Fédération, Action pour la République
(FAR/PARTI FEDERATION)
B.P. 4197
A N’Djaména
 
                       Communique de presse
 
Comme un buffle dans un magasin de porcelaine, un Général «baministe» en exercice parachuté au Bureau du CNDP
 
Comme il le promet, le CNDP est devenu un machin que le Général Mahamat Ali Abdallah Nassour veut, à tout prix, détruire pour obliger le Chef de l’Etat, M. Idriss Déby Itno, à le remplacer par un autre machin plus docile. En effet, le CNDP n’est pas du goût du Général Mahamat Ali Abdallah Nassour et ses ouailles. Aussi, le Général Mahamat Ali Abdallah et ses affidés ont viré comme un malpropre, M. Mahamat Hissein du CNDP parce que, disent-ils, il est trop mou et laisse faire l’opposition et la société civile. D’après eux, M. Mahamat Hissein fait trop de concessions à l’opposition et à la société civile. D’où le choix porté sur le Général Mahamat Ali Abdallah Nassour, parachuté illégalement  à sa place. Une fois au sein du CNDP, le Général Mahamat Ali Abdallah Nassour se livre à des intrigues. Il prend attache avec M. Saleh Kebzabo non pas pour l’emmener au CNDP mais pour détruire ce machin. « Avec vous au moins on peut discuter dit-il à M. Saleh Kebzabo alors que c’est impossible avec Yorongar et les autres membres de l’opposition. Vous, au moins, nous comprenez, vous cédez à nos exigences, …». Le Général Mahamat Ali Abdallah Nassour fait ici allusion aux hauts faits de M. Saleh Kebzabo à savoir le remplacement de feu Bérémadji Madingar de l’UDR de Jean Alingué Bawoyeu par M Liquita Président de la Croix Rouge comme Président de la CENI et la cession onéreuse de la carte biométrique à Amdjarass etc.

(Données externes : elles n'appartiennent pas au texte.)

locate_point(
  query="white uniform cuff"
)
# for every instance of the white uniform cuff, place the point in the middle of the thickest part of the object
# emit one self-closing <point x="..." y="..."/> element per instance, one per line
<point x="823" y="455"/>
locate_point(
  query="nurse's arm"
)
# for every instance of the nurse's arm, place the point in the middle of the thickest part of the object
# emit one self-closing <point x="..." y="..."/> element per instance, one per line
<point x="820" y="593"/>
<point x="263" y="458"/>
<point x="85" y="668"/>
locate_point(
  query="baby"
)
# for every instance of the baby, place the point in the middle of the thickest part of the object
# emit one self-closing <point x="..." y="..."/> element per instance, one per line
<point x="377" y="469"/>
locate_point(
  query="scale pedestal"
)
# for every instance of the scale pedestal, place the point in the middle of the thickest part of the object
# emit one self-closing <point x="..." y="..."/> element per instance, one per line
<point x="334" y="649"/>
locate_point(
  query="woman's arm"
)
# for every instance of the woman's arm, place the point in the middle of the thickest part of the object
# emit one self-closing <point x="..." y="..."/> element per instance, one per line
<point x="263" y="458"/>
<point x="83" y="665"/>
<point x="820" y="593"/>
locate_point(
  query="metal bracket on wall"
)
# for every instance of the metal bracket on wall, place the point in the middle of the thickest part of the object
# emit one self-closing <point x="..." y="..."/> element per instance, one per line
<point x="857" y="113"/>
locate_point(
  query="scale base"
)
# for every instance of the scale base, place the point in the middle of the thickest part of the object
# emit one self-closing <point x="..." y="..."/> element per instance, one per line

Aux termes du deal qui le lie à M. Saleh Kebzabo, le Général Mahamat Ali Abdallah a réussi tout dernièrement à faire recevoir la CDPC  par le Chef de l’Etat, M. Idriss Déby. Le deuxième point de ce deal consiste à remplacer les membres actuels de l’opposition du CNDP à l’exception du Député Ngarlejy Yorongar. C’est ainsi que M. Saleh Kebzabo adressa au CNDP une lettre par laquelle il exige le remplacement de MM. Djimet Bagaou Clément, Béassemnda Julien Djébaret, Mora Touimbaye, Abdoulaye Mbodou Mbami et Sandé Ngarnoudjibé par MM. Ali Golhor, Podi Bichara, Iré Kertoumar, Brice Mbaïmon et Salibou Garba, lettre que le Général Mahamat Ali Abdallah Nassour confisque par devers lui sans la faire enregistrer au secrétariat du CNDP et sans porter à la connaissance des membres de cette institution.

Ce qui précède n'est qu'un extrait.